それはどこか赤子のようにすわった眼差しだった。
「俺様ちゃん、そんなことしないよ?」
「ご、ごめんなさい。ミア様がそのようなことをなさるはずがないのに、私、疑ってしまって……ご不快な思いをさせてしまったかもしれません」
「いいよん、気にすんな!」
言ってミアは、弾けるようなスマイルマークを残し、彼女の膝を離れた。
「扱いやすいってこういうこと言うんだな……」
「何か仰いましたか?」
「いや何でもねえ、本当に何も言ってねえ」
囚われた身体、それはミアの言う通りシステムエラーあるいは、封じられた禁忌なのだろうか。未だにミアが、兵器であるとはにわかに信じられなかった。けれどどうであれ、それがミアを助けない理由にはならない。
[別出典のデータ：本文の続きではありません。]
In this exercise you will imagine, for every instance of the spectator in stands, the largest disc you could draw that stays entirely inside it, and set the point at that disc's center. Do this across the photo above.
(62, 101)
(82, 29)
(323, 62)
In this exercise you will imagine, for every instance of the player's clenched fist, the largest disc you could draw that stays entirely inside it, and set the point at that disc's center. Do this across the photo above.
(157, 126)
アネモネは、他人を疑うということが嫌いだったからだ。それはきっと、アネモネ自身の美点であり弱さでもあるのだろう。
アネモネがそんなことを考えていると、ふとミアがこぼすように言った。
「……お前って多分変わった奴だよな」
「……よく言われますが、多分というのは?」
「俺様、人間と話したことがないんだよ。だから多分、そんな曖昧な表現しかできねえんだが、お前は変わってると思う。勘違いすんなよ……悪い意味じゃねえ」
燻りを残した言葉、一体全体ミアは何を言いたかったのだろう。何を思って、何を知っていて彼あるいは彼女は、そう言ったのだろう。ミアの表情を見れば、それが分かったのかもしれないが、アネモネにはそうすることができず俯いて言った。
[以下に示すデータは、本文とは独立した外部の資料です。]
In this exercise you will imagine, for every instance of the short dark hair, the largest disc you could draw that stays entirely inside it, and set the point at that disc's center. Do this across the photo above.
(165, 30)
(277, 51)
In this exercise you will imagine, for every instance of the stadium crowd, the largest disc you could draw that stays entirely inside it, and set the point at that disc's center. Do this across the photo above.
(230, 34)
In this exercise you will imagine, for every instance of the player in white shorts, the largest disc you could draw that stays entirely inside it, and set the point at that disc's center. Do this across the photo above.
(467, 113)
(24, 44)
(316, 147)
それは呟くように小さな、輪郭のぼやけた声だったかもしれない。
「変わっていることは、悪いことだと思います」
「……そうかもしれねえな、わりい」
「いえ、私がおかしいのかもしれません。こういうときは、いつだって私が間違ってきましたから」
「いや、本当のこと言うと俺様も変わっていることは、悪いことだと思ってるんだ。少しだけお前を試しちまった」
「試したんですか?」
「ああ、試させてもらった。お前がどちら側の存在なのかってことをな」
変わっていることを嫌悪する側と望む側、少数派と多数派というだけの違い。
「そうですか……そういうことでしたか」
大抵の人は少なからず、他人と異なる部分を求め、そうであることを望むのだから。誰かから特別に思われたいという人間の温かくて冷たい心の一面が、そう願わせるのだろうとアネモネは思っている。
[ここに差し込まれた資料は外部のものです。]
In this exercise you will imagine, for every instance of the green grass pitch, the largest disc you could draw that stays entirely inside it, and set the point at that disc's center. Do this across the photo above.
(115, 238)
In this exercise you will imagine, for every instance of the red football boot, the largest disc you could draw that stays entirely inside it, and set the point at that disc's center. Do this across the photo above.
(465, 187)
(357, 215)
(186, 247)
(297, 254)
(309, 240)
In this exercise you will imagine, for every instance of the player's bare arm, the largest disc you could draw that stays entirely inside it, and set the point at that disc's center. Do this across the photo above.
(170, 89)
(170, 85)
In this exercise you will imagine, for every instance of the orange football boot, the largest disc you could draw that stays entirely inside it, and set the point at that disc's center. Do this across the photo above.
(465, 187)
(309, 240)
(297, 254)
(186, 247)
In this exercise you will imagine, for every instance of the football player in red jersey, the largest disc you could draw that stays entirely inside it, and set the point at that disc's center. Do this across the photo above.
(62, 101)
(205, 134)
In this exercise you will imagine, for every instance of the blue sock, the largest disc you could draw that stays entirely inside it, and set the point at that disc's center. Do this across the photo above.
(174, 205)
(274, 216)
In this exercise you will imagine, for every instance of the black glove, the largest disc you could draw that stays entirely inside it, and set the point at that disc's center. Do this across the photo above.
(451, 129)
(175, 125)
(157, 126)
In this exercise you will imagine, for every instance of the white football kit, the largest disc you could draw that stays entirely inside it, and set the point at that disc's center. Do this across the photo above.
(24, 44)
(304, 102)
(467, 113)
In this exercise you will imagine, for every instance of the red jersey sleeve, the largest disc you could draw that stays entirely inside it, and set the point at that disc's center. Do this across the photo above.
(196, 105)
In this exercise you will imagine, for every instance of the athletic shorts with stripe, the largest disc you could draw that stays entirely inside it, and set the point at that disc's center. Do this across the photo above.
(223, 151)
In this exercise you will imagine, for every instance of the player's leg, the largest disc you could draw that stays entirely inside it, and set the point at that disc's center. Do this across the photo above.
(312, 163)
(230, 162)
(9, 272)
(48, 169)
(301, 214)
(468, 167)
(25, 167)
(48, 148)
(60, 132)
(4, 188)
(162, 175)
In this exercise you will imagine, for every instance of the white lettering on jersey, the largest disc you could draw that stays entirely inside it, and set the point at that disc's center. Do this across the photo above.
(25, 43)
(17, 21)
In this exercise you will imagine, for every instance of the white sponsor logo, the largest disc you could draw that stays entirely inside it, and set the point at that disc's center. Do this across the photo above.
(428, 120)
本当の欠陥品の気持ちなど露知らず、人は差異を望むのである。
「俺様は、変わっていることが心底嫌いだよ。それを望む人間も含めて心底嫌いさ」
ミアは躊躇わず、続ける。
「姿形が醜い者を軽蔑して、才能がある者を妬み、強大な力を畏怖する。結局のところ変わっていることは、存在を特別にするかもしれねえが同時に孤独を生み出しやがる」
「私は――特別ですらありません……ただの孤独な人間です」
生まれついたそのときから壊れていた瞳。
理不尽に奪われた両足。
押し付けられた孤独の寂しさ。
世界の全てを憎み、嫌悪し、拒絶した春の国での数年間をアネモネは思い出す。
本当の意味でこの孤独を共有できる存在などいないのだった。
「俺様は――唯一無二の特別だが孤独だった。生まれた頃からこの船の外を見たことがねえし、人間を直視したのもお前が初めてだ」
理解し合える存在などいない。
「だからお前の孤独とは質量も密度も違うんだろうな。理解し合えないだろうし、同情も共有も不可能だろうよ」
アネモネの心の琴線は、震えることなく落ち着いている。
絶望もなければ深い悲しみもなく、激しい感動もありはしない。
ミアの声が、言葉が冷たく重くアネモネの中へと沈んでいく。
「だけど俺様たちは、それぞれの孤独を嫌悪している」
「…………」
「それだけが俺様たちの共通点なんだろうよ」
同類、似た者同士、二人の関係性は、それ以上でもそれ以外でもなかった。